片野: マスターシステム(前編参照)です。FM音源対応のソフトを特にプレイしてましたね。FM音源がとにかく魅力的でした。「ファンタシースター」(※1)、「スーパーバブルボブル」(※2)、「アルゴスの戦士」(※3)、「ソロモンの鍵」(※4)とかをやりました。液晶シャッター式の3Dグラス(※5)が周辺機器にあって、「スペースハリアー3D」が出たのですが、目が疲れるんで、裏技コマンドで3Dをオフにしてプレイしてました(笑)。

恒田: 自分はメガドライブです。
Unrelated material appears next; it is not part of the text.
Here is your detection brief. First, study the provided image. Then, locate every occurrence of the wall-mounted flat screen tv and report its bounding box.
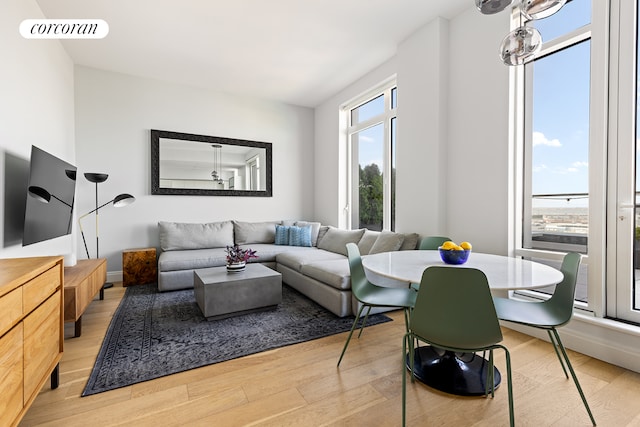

とにかくグラフィックの精細さが素晴らしかったですね。もちろん、FM音源も。「これはすごいぞ、16ビットだ!」と意味もわからずに小学校の担任の先生に自慢していました(笑)。メガドライブのソフトはほとんどプレイしましたね。友人に『BEEP!メガドライブ』(前編参照)を貸して、布教をしてました(笑)。(メガドライブを買わない人には)「なんでこのすごさがわからないんだ!」といら立ちを感じるときもありましたが。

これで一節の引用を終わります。